古事記の「黄泉醜女(よもつしこめ)」などに見られます。
英語表現
「美人」を英語で表現する場合、以下のようなフレーズが使われます。
a beauty
- 意味:「美人、美しい人」
- 解説:最も一般的でシンプルな表現です。”She is a beauty.”(彼女は美人だ)のように使います。
drop-dead gorgeous
- 意味:「悩殺されるほど美しい、息をのむような美人」
- 解説:”drop-dead”(死んで倒れるほど)という強調語がついた、スラング的な表現です。驚くほどの美しさを褒め称える際に使われます。
- 例文:
The actress looked drop-dead gorgeous in her red dress.

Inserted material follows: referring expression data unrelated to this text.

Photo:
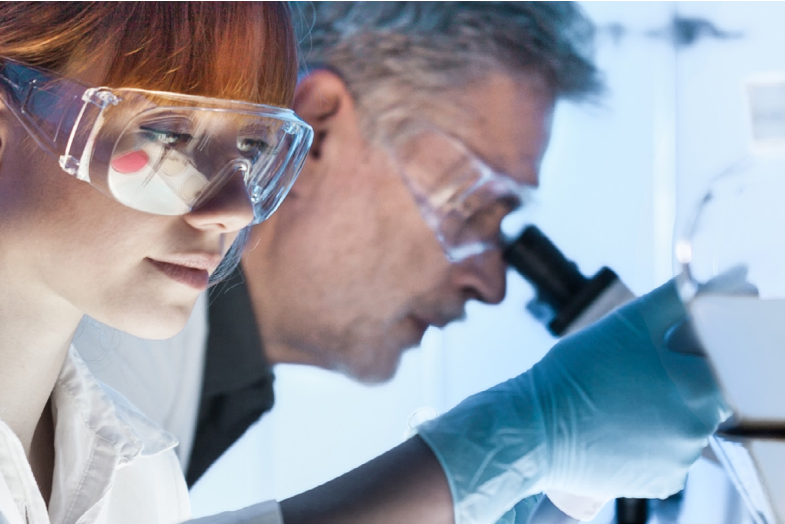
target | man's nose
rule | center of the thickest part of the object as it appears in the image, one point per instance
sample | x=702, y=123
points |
x=483, y=277
x=230, y=209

(その女優は赤いドレスを着て、息をのむほど美しかった。)
まとめ
「美人」にまつわる言葉を紐解いていくと、単なる顔の造作だけでなく、歩く姿、目元の涼しさ、そして国を動かすほどの影響力など、先人たちが女性の美しさを多角的に捉えていたことがわかります。
「容姿端麗」や「才色兼備」などは、現代でも最高の褒め言葉として使える表現です。
一方で「傾国」や「美人薄命」のように、美しさが持つ危うい側面を戒める言葉があるのも興味深い点です。
状況に合わせて、これらの美しい日本語を使い分けてみるのも一興ではないでしょうか。